For appliance makers worldwide, making sure their products are synonymous with all things ‘smart’ and ‘connected’ is the new imperative. Things that were previously un-technological have suddenly sprouted circuits, and soon our bed and shower will gossip on how well we slept, or what our preferred temperature and duration for showering is. Yet, there seems to be a lag between the hype that all these new gizmos are getting, and how many people are actually out there buying them. What is this discrepancy about, and why does it exist?
As with all novel technologies, Internet of Things products follow the famous bell curve of the innovation adoption lifecycle, in which new tech hits the critical mass in five total waves, starting from innovators and moving on to early adopters, early majority, late majority and laggards. Right now, we’re somewhere in the second stage (early adopters), when smart things have already hit the shelves commercially, yet most people don’t know about them.
More limited in availability, things like quality VR headsets, wearables and drones often retail at expensive price points, or necessitate a high technical competence, which keeps them out of reach for the general public. Early adopters are customers of innovators, who accept early versions of a product, bugs and all, in exchange for early access to an advantageous new technology. They’re voluntary guinea pigs helping to popularize VR, AI, and of course, IoT.
So how do we make the jump from early adopter to early majority, and why hasn’t it happened yet?

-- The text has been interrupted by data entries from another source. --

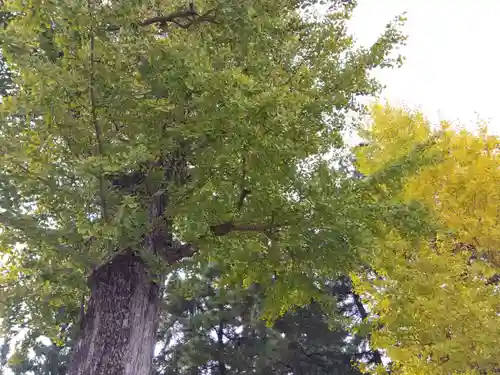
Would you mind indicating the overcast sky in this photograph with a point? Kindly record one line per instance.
(451, 70)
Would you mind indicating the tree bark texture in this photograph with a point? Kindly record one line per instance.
(119, 328)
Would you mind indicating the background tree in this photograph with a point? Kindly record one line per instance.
(161, 127)
(437, 300)
(218, 331)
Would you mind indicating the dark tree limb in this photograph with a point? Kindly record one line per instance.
(189, 16)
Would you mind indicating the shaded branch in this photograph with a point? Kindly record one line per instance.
(93, 115)
(175, 17)
(229, 226)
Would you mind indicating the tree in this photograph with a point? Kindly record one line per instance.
(218, 331)
(172, 136)
(437, 300)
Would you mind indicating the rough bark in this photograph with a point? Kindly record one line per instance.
(120, 324)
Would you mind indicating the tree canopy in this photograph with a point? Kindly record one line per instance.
(224, 113)
(437, 301)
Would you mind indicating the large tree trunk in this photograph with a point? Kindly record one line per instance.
(119, 328)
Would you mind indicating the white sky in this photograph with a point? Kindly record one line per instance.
(451, 70)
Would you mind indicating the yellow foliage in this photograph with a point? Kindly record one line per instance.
(437, 312)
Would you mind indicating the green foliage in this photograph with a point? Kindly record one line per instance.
(254, 99)
(218, 330)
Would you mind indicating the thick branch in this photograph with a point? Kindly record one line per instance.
(227, 227)
(175, 17)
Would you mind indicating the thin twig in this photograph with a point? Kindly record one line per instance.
(98, 132)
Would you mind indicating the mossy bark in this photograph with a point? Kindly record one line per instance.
(120, 324)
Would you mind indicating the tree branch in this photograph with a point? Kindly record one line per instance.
(95, 123)
(184, 14)
(229, 226)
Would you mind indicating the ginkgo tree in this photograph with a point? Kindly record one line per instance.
(437, 299)
(144, 132)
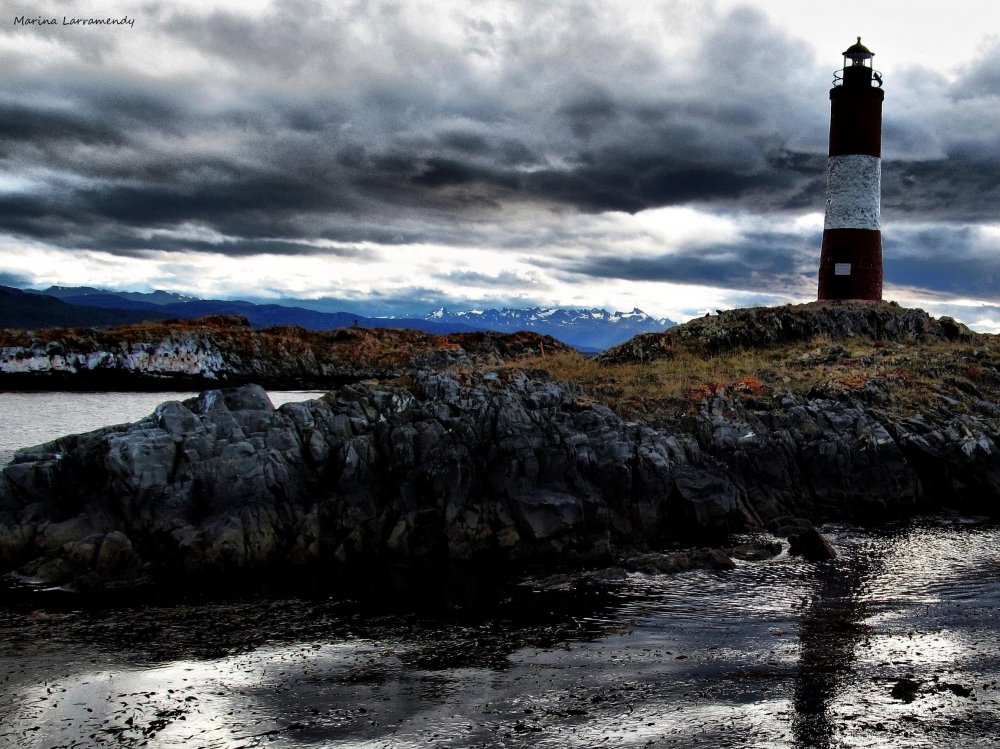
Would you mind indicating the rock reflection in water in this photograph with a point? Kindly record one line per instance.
(892, 644)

While the distribution of new technologies can certainly happen organically, it takes time for the world to catch on. More often than not, it takes a tastemaker actively participating in democratizing said technology for it to get into the hands of less experimental users. A good example of pioneering accessibility that we’ve seen recently is Google Cardboard (which led to the release of the Gear VR, Daydream and PSVR, among many other cheap, consumer-friendly headwear). The Internet of Things space needs its own Google Cardboard. Something cheap and effective, that uses what’s already available without requiring any add-ons.
Truth is, we’ve seen some great examples of this on PSFK already. Roost’s IoT-enabled battery upgrades a standard fire detector into a connected device to provide alerts on water leaks, irregular temperatures and humidity levels. The Eight Sleep Tracker covers any mattress comfortably and unobtrusively, and provides home integration with other bedroom products, sleep tracking for taking corrective measures, bed warming and a smart alarm. Still under development, the Objectifier is a camera you embed in any electronic device to control it through various customizable gestures. RearVision is a replaceable frame for your car’s license plate, designed as an easy-to-install backup camera which feeds 180-degree video directly to your smartphone.

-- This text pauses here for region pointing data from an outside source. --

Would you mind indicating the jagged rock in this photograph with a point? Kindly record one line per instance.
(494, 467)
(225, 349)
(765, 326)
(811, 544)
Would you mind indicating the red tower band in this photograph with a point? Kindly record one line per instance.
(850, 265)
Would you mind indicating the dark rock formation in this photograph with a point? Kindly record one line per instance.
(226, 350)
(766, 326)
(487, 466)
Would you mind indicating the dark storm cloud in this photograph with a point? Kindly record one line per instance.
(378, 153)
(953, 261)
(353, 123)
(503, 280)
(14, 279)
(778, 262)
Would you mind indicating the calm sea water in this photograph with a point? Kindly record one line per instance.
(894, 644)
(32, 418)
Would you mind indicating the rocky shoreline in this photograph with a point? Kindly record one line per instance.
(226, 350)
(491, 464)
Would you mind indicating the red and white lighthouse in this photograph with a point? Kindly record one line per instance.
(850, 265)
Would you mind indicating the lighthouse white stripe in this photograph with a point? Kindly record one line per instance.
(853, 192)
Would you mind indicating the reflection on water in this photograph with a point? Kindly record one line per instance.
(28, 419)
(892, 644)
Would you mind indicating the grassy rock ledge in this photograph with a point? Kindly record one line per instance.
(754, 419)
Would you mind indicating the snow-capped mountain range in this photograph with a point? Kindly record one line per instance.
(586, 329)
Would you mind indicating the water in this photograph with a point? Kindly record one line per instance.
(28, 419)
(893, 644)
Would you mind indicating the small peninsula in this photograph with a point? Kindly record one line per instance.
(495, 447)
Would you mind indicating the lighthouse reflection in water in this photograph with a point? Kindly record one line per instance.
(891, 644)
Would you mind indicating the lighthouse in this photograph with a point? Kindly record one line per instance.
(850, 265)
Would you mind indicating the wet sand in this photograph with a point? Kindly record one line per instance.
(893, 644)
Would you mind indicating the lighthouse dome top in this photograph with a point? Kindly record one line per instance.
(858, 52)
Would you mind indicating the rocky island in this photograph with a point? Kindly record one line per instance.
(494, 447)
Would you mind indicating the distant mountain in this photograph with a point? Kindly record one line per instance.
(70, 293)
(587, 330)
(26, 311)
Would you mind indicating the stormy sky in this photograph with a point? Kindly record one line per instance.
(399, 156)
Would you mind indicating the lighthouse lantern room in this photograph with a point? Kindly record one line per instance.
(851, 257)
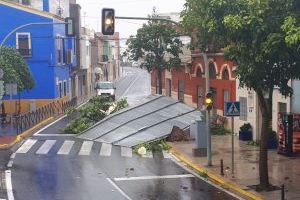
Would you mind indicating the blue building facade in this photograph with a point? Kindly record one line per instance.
(48, 52)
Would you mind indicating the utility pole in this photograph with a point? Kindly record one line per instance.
(207, 89)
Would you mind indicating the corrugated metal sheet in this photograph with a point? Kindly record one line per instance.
(148, 121)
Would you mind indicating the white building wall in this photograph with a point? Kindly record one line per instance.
(85, 53)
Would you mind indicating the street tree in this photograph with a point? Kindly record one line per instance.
(158, 46)
(254, 34)
(15, 69)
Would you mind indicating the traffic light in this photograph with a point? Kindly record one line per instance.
(108, 21)
(209, 100)
(70, 28)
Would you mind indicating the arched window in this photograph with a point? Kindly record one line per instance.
(199, 72)
(212, 71)
(225, 74)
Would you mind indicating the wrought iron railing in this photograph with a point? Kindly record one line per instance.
(28, 120)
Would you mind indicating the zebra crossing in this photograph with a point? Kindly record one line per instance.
(34, 146)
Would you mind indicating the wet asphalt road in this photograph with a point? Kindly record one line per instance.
(50, 176)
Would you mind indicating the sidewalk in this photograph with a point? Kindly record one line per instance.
(282, 170)
(9, 139)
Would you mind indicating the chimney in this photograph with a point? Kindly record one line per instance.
(46, 6)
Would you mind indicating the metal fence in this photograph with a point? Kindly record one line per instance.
(28, 120)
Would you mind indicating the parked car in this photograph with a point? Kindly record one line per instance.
(106, 88)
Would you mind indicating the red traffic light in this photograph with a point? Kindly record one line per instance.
(108, 21)
(209, 100)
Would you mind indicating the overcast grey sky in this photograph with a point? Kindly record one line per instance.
(133, 8)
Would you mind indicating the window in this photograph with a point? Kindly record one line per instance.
(282, 107)
(212, 71)
(87, 50)
(200, 97)
(199, 72)
(243, 108)
(65, 88)
(225, 74)
(64, 53)
(60, 89)
(23, 44)
(157, 85)
(181, 90)
(225, 96)
(59, 47)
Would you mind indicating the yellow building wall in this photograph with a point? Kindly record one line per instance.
(11, 106)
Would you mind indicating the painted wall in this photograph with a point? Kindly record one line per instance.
(43, 63)
(253, 113)
(193, 78)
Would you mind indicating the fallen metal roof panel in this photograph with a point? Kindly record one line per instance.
(151, 120)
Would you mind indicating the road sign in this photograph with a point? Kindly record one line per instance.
(232, 109)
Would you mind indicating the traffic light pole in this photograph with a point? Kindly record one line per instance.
(207, 88)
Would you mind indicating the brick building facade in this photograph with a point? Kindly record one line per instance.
(188, 84)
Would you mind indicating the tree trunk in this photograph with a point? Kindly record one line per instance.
(159, 72)
(263, 151)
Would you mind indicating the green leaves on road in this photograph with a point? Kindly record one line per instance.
(94, 111)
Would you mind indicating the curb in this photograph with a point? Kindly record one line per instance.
(25, 134)
(215, 178)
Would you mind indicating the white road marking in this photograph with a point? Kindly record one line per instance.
(45, 148)
(66, 147)
(105, 149)
(86, 148)
(166, 155)
(154, 177)
(9, 190)
(126, 152)
(118, 188)
(26, 146)
(148, 155)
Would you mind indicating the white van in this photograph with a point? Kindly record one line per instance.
(106, 88)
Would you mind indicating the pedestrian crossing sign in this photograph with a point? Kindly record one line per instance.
(232, 109)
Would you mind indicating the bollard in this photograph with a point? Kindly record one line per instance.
(222, 167)
(282, 192)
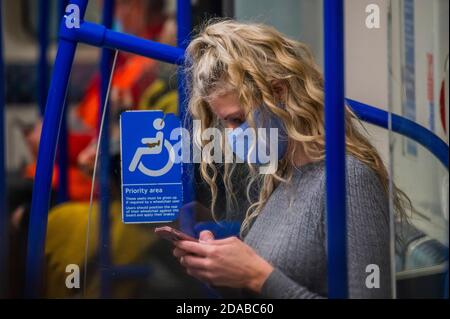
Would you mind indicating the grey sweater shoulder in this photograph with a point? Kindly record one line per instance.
(290, 233)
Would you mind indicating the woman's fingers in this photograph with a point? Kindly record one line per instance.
(190, 261)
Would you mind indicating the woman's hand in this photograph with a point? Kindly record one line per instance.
(225, 262)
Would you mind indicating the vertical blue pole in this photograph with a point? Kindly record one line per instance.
(4, 220)
(63, 147)
(104, 248)
(184, 25)
(42, 77)
(46, 158)
(335, 148)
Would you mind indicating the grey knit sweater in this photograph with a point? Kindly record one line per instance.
(290, 233)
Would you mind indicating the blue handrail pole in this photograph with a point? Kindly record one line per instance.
(46, 158)
(42, 79)
(335, 148)
(4, 220)
(184, 26)
(105, 72)
(63, 147)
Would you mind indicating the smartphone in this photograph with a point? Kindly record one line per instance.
(172, 234)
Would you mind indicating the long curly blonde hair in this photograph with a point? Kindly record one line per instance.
(248, 58)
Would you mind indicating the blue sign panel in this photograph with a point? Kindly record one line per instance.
(151, 175)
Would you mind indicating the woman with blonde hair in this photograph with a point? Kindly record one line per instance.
(250, 75)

What all of these devices do is effectively ‘upgrade’ a preexisting device we’re already accustomed to using, instead of replacing the hardware or interface altogether. This affords consumers more control over their devices by expanding capabilities without sacrificing familiarity. It also saves them money because they’re purchasing an ‘add on’ instead of a next-gen version of the something they already have.
There’s a reason why smart locks, not smart doors exist – it would simply be too impractical to replace the whole thing. Similarly, consumers seem to share the same philosophy when purchasing IoT products. To reach an audience in no hurry to ditch their current device, manufacturers will have to augment ‘dumb’ devices, not try to replace them.